E se um dentre vós pretende punir em nome da retidão e derrubar a árvore do mal, que observe as raízes da árvore; e, na verdade, verá as raízes do bem e do mal, do frutífero e do estéril, entrelaçadas no coração silencioso da terra. Entrelaçadas no coração silencioso da sociedade.
E quando um dentre vós tropeça, ele cai pelos que caminham atrás dele, alertando-os contra a pedra traiçoeira. Sim, e ele cai pelos que caminham adiante dele, que, embora tenham o pé mais ligeiro e mais seguro, não removeram a pedra traiçoeira. Infelizmente, vivemos em uma sociedade onde os que têm o pé mais ligeiro e mais seguro, não removem a pedra traiçoeira, pois são indiferentes ao que possa acontecer aos que venham atrás.
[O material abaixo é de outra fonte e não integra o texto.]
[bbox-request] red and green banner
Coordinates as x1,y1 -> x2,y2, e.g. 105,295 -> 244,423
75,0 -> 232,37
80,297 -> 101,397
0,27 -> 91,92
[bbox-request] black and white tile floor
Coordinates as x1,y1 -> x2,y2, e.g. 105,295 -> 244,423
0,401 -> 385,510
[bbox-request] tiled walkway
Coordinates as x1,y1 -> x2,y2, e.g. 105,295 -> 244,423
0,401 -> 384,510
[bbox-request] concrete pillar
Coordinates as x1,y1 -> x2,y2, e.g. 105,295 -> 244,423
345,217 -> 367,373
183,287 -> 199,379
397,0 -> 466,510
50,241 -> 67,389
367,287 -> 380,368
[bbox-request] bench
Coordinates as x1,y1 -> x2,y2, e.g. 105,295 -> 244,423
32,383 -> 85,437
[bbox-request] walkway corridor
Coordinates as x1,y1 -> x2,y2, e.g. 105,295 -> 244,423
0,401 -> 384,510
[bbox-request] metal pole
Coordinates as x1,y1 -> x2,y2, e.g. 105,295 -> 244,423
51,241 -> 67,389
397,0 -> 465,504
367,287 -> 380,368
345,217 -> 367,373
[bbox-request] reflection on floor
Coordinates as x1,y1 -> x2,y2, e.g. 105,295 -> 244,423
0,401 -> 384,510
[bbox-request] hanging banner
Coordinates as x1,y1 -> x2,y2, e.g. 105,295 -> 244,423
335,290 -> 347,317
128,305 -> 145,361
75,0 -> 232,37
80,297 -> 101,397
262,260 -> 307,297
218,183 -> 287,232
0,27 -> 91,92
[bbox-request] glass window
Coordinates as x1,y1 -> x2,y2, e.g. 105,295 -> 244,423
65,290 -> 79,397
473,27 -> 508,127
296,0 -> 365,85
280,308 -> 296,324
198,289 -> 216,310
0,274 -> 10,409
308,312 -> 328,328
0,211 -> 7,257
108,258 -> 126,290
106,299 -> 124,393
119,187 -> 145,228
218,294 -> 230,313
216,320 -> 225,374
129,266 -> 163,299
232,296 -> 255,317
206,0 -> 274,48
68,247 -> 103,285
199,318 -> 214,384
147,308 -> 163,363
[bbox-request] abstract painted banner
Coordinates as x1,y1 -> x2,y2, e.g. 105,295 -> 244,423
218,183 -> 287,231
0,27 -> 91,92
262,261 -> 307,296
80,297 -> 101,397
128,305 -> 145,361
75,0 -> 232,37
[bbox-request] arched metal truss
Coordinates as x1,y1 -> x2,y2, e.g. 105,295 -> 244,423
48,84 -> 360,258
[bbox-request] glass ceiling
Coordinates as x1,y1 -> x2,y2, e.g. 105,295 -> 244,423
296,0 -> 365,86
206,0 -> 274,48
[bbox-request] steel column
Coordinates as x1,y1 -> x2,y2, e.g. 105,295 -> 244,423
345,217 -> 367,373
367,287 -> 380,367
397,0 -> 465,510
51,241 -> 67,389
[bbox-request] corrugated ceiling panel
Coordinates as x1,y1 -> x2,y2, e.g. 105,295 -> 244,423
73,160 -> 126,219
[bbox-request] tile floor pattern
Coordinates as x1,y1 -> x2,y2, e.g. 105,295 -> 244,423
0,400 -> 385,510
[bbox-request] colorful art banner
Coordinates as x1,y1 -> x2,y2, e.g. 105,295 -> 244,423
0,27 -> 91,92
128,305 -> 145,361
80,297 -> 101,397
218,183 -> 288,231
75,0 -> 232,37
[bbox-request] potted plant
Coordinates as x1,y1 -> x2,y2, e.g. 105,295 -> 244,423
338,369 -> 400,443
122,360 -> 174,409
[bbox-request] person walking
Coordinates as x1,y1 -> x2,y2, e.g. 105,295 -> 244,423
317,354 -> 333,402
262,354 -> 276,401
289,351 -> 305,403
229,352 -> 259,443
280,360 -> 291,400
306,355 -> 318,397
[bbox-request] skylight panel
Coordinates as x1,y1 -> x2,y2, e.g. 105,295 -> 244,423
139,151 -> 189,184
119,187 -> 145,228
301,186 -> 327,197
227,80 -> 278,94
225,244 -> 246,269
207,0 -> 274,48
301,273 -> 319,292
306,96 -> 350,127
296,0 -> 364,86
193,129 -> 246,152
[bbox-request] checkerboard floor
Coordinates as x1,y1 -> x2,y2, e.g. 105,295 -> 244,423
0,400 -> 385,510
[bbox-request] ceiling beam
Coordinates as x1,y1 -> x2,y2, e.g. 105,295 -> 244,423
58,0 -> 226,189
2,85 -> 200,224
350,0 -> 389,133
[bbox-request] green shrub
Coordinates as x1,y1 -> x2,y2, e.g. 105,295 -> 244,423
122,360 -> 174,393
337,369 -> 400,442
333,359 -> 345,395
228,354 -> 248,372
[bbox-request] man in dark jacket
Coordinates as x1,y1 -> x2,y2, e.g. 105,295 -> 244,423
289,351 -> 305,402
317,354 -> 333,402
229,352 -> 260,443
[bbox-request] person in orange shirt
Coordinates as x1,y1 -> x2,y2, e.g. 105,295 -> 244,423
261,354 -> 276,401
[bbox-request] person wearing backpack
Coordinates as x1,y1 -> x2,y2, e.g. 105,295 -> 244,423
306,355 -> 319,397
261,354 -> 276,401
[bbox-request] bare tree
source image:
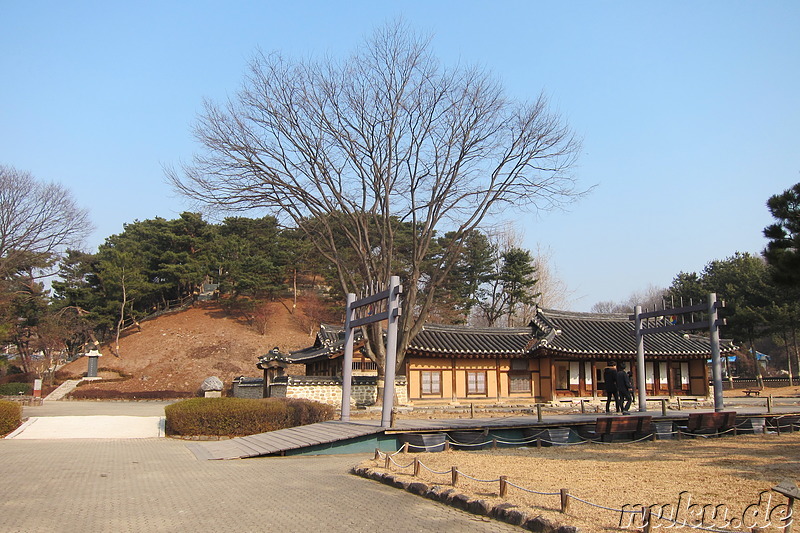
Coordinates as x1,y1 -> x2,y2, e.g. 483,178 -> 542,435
0,165 -> 92,278
592,284 -> 671,314
167,23 -> 580,386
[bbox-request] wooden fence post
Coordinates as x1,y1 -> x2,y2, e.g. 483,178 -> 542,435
642,507 -> 653,533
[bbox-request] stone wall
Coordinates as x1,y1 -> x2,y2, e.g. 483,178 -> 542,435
260,376 -> 408,407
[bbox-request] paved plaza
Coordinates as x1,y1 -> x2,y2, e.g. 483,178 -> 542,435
0,402 -> 521,533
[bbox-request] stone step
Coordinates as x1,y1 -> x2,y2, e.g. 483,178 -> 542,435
44,379 -> 83,402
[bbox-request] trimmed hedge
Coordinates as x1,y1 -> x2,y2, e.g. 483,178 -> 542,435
164,398 -> 336,437
69,387 -> 194,400
0,383 -> 33,396
0,400 -> 22,437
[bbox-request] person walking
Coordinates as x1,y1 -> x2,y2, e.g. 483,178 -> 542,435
617,362 -> 633,415
603,361 -> 619,413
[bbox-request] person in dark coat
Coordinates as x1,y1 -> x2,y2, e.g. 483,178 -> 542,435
617,363 -> 633,415
603,361 -> 619,413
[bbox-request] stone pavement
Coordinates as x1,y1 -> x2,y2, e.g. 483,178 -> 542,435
0,438 -> 521,533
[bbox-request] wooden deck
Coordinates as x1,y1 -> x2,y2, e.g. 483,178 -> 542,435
187,407 -> 800,460
187,420 -> 384,460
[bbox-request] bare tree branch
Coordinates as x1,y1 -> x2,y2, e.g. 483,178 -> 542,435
167,23 -> 581,376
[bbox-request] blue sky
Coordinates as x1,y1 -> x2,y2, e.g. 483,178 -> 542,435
0,0 -> 800,310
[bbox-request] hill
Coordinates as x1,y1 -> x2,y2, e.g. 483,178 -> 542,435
59,302 -> 313,393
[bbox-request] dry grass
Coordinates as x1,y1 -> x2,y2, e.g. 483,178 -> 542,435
368,433 -> 800,532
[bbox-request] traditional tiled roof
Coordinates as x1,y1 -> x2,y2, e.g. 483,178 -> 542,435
531,309 -> 735,358
289,324 -> 363,364
290,309 -> 735,363
408,324 -> 533,357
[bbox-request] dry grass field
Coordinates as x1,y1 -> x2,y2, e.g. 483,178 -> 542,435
364,433 -> 800,532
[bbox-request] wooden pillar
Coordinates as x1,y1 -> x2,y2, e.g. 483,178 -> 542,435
450,357 -> 458,402
494,356 -> 500,401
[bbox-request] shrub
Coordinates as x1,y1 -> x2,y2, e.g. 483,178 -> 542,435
0,383 -> 33,396
0,400 -> 22,437
69,386 -> 194,400
164,398 -> 335,437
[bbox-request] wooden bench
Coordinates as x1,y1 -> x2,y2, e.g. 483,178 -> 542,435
680,411 -> 736,435
588,415 -> 653,442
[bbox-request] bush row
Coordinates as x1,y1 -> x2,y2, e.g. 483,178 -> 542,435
164,398 -> 335,437
69,387 -> 194,400
0,400 -> 22,437
0,383 -> 33,396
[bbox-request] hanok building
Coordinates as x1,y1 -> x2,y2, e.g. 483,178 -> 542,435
292,309 -> 735,403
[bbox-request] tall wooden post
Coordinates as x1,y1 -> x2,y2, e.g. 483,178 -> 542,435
633,305 -> 647,412
341,293 -> 356,422
381,276 -> 401,427
708,292 -> 724,411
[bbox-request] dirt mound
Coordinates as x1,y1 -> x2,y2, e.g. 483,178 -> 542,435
60,302 -> 313,393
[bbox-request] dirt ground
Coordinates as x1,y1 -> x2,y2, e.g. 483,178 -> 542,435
365,433 -> 800,533
61,302 -> 314,392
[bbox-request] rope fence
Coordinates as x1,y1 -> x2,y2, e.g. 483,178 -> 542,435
374,415 -> 800,533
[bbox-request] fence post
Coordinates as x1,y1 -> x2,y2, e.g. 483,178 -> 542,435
561,489 -> 569,513
642,507 -> 653,533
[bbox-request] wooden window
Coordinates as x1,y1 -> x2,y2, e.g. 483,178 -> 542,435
420,370 -> 442,396
556,361 -> 569,390
467,370 -> 486,394
508,372 -> 531,392
508,359 -> 531,393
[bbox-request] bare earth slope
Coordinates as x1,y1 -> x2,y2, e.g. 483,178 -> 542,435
62,302 -> 313,392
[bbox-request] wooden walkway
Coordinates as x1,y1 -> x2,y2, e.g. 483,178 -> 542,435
187,420 -> 384,460
187,406 -> 800,460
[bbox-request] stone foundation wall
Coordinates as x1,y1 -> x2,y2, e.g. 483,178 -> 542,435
270,376 -> 408,407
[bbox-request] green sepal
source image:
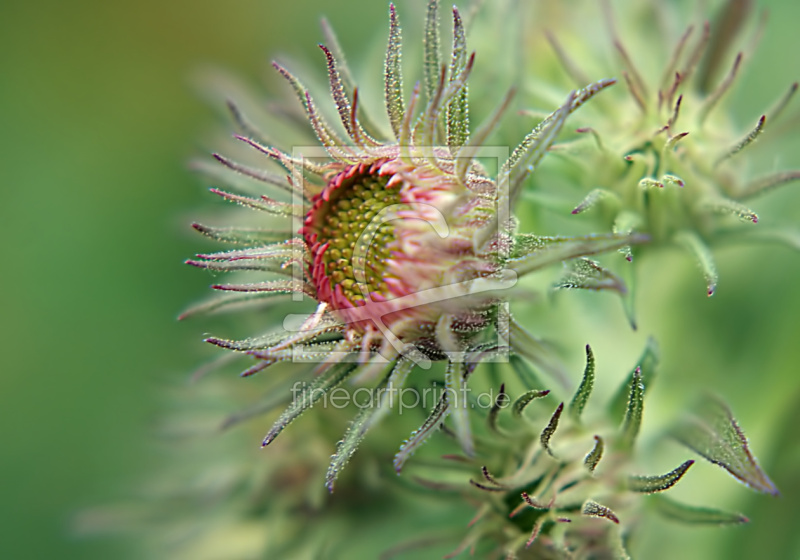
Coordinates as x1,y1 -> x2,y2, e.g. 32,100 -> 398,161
261,362 -> 358,447
619,367 -> 644,449
608,336 -> 659,418
671,395 -> 779,496
569,344 -> 595,420
539,403 -> 564,457
325,359 -> 414,492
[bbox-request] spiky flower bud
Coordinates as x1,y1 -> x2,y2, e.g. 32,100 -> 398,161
406,340 -> 777,560
524,0 -> 800,306
188,1 -> 647,488
90,0 -> 797,559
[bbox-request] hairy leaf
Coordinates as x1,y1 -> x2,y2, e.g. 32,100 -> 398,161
620,368 -> 644,448
628,460 -> 694,494
569,344 -> 594,420
608,336 -> 659,418
261,362 -> 358,447
511,389 -> 550,416
325,359 -> 414,492
672,395 -> 778,496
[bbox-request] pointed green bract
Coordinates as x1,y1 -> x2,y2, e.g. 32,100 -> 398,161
444,359 -> 475,457
192,223 -> 294,245
501,80 -> 616,202
261,362 -> 358,447
178,292 -> 288,321
697,196 -> 758,224
569,344 -> 594,420
736,171 -> 800,199
620,367 -> 644,449
423,0 -> 442,102
446,6 -> 469,151
581,500 -> 619,524
539,403 -> 564,457
511,389 -> 550,416
675,231 -> 719,297
272,62 -> 344,157
508,233 -> 649,275
325,359 -> 414,492
394,393 -> 450,474
486,383 -> 508,434
209,189 -> 302,216
583,436 -> 605,473
628,460 -> 694,494
213,153 -> 294,193
553,257 -> 628,296
384,4 -> 405,141
608,336 -> 659,418
456,88 -> 516,183
671,395 -> 778,496
648,495 -> 750,526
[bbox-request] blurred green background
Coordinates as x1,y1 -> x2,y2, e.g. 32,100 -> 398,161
0,0 -> 800,559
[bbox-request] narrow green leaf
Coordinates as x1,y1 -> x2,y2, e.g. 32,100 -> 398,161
697,197 -> 758,224
671,395 -> 778,496
649,495 -> 750,525
501,80 -> 616,201
569,344 -> 594,420
675,230 -> 719,297
487,383 -> 508,434
325,359 -> 414,492
583,436 -> 605,473
511,389 -> 550,416
178,292 -> 288,321
581,500 -> 619,525
539,403 -> 564,457
192,223 -> 295,245
444,360 -> 475,457
572,188 -> 627,214
272,62 -> 345,157
628,460 -> 694,494
424,0 -> 442,102
384,4 -> 405,141
508,233 -> 650,276
714,115 -> 767,167
209,189 -> 302,217
447,6 -> 469,151
609,336 -> 659,418
456,88 -> 516,183
620,367 -> 644,449
212,153 -> 294,193
261,362 -> 358,447
553,257 -> 628,297
393,393 -> 450,474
E falar em indiferença me faz lembrar Marthin Luther King: "O que me assusta não são as ações e os gritos das pessoas más, mas a indiferença e o silêncio das pessoas boas". E que talvez não sejam tão boas quanto imaginam que sejam.
Embora tais palavras pesem rudemente sobre vossos corações, se conseguirdes ouvir a vossa consciência acabareis por concordar que sejam verdadeiras. Para quem - em seu perfil no blog - diz que é "alguém que acredita que a qualidade de uma sociedade é resultado das ações de todos os seus componentes", tais palavras são simplesmente perfeitas. Portanto, faz sentido interpretar a onda de violência que ocorre em São Paulo (e em outros lugares deste planeta) à luz das palavras de Gibran Khalil Gibran? No meu entender, sim. E no de vocês?